Unter der sogenannten „Hilfe zum Lebensunterhalt“ versteht man umgangssprachlich die Sozialhilfe. Sie deckt grundlegende Bedürfnisse wie Ernährung, Kleidung und Körperpflege, wenn der Hilfesuchende selbst kein Einkommen oder Vermögen hat. Diese Leistungen nehmen im Stadtbezirk immer mehr Menschen in Anspruch: 2018 konnten in Bad Cannstatt 676 Personen über 65 Jahre ihren Lebensunterhalt nicht mehr selbst bestreiten, 2016 waren es noch 643. In Stuttgart stieg die Anzahl der Bezieher von Grundsicherung im Rentenalter in den vergangenen zehn Jahren um 40 Prozent, von 5940 im Jahr 2008 auf 8289 im Jahr 2018. In Baden-Württemberg erhielten zuletzt etwa 100 00 Rentner Grundsicherung, 36 Prozent mehr als zehn Jahre zuvor.

Dass die Rente für viele Menschen nicht reicht, stellt auch der Stadtseniorenrat fest. „Vor allem alleinstehende Frauen sind betroffen“, sagt Werner Schüle, stellvertretender Vorsitzender des Stadtseniorenrats. Denn Frauen haben wegen der Kindererziehung häufig in Teilzeit oder mit mehrjähriger Unterbrechung gearbeitet. Und das hat auch Folgen für den Rentenanspruch: Wer wenig einbezahlt, bekommt wenig ausbezahlt. Frauen sind es auch, die den Beruf zugunsten der Pflege von Angehörigen zurückstellen. „Wenn es zu einem Pflegefall in der Familie kommt, dann sind es in 70 Prozent der Fälle Frauen, die sich kümmern und unbezahlte Sorgearbeit leisten.

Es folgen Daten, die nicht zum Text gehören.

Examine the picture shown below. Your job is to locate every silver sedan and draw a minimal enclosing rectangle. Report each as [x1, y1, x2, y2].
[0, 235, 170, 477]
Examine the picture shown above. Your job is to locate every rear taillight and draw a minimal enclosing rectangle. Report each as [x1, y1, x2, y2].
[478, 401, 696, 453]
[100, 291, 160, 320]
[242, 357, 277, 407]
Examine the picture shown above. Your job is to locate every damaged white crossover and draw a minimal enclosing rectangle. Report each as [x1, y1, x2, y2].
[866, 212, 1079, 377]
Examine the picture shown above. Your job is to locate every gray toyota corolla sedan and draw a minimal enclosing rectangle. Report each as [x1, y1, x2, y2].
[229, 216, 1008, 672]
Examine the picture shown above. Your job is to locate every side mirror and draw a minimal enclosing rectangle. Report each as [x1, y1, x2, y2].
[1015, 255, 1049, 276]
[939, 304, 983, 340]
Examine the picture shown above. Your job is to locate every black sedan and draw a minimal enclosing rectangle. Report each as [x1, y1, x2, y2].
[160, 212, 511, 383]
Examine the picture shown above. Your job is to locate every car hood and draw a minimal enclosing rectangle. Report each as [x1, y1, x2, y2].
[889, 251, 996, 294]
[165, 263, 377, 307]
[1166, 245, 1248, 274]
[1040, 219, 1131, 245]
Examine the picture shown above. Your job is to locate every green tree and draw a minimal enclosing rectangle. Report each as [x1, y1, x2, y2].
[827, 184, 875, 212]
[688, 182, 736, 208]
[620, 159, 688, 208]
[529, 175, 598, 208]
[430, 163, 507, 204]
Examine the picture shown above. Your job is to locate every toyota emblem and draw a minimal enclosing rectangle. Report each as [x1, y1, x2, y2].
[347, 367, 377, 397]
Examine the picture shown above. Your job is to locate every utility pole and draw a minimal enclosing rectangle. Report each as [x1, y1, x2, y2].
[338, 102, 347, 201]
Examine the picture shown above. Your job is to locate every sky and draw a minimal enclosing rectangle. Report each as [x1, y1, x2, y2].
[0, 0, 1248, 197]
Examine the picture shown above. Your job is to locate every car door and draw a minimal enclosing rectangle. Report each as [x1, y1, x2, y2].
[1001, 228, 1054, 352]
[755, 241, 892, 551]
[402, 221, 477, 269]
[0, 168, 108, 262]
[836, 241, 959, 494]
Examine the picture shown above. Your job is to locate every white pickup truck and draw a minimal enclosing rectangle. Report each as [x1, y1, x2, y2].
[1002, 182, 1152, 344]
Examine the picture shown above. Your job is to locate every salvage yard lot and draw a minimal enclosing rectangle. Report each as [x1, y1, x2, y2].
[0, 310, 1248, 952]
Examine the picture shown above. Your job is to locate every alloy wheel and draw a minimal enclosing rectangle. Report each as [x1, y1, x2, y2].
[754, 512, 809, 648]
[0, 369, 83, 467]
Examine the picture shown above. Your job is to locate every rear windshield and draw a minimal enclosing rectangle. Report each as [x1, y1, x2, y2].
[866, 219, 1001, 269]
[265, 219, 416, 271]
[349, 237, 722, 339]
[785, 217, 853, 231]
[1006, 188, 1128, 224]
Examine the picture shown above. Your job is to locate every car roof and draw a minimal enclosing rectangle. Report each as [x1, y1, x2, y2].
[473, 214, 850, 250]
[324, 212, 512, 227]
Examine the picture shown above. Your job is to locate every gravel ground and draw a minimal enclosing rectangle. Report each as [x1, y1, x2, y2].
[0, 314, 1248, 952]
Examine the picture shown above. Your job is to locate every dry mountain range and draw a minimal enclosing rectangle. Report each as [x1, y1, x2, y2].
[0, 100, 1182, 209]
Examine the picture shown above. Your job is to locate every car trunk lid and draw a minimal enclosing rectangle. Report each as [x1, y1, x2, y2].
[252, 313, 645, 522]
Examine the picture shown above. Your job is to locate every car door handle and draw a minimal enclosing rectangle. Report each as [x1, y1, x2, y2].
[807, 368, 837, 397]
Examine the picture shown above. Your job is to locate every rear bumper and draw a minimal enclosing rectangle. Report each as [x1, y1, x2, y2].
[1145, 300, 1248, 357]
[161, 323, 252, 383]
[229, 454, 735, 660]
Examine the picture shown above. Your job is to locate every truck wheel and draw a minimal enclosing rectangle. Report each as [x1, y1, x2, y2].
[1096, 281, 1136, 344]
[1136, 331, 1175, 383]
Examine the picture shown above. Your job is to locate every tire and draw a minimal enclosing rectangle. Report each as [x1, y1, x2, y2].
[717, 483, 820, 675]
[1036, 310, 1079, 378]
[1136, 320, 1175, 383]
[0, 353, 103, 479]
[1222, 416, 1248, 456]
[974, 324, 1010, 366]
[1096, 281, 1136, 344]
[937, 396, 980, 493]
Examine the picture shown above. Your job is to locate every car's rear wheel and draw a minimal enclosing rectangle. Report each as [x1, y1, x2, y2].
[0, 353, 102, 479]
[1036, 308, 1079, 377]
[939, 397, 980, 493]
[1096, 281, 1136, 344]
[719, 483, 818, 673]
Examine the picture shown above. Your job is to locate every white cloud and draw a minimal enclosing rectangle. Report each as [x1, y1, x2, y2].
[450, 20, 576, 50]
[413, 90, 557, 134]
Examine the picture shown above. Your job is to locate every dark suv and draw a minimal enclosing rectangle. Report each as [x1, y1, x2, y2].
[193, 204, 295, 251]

Sie pflegen durchschnittlich 21 Stunden pro Woche unbezahlt“, sagte Adolf Bauer, Präsident des Sozialverbands Deutschland gegenüber der Deutschen Presseagentur. Daher müsse es einen finanziellen Ausgleich geben und die Vereinbarkeit von Pflege und Beruf für Frauen und Männer verbessert werden.

„Zur großen finanziellen Belastung werden für die Betroffenen mit kleiner Rente die hohen und immer höher steigenden Mieten“, sagt Schüle. Genau wie immer weiter steigende Pflegesätze, die im Fall eigener Bedürftigkeit zumindest teilweise bezahlt werden müssen. Wer das nicht leisten kann, erhält zwar Unterstützung vom Sozialamt, doch das Ausfüllen der entsprechenden Dokumente wird für viele ältere Menschen zur Hürde.

Um die Rente aufzubessern arbeiten einige Rentner. 2018 waren dem Statistischen Amt 2895 Sozialversicherungspflichtige Personen über 65 Jahre bekannt. Etwa 250 mehr als 2017. Aber: Sollte eine Arbeit aufgenommen werden, ist das Gehalt auf die Grundsicherung anzurechnen. Aus Sicht des Stadtseniorenrats halte sich die Anzahl derjenigen Rentner, die Vollzeit arbeiten, in Grenzen. „Manche gehen einer Teilzeitbeschäftigung nach oder arbeiten saisonal zum Beispiel bei der Weinlese“, sagt Schüle. Er fordert zudem Veränderungen beim Seniorenticket. Das Ticket für das ganze VVS-Netz kostet etwa 560 Euro pro Jahr. Schüle plädiert dafür, ein Ticket für weniger Zonen zu einem günstigeren Preis anzubieten.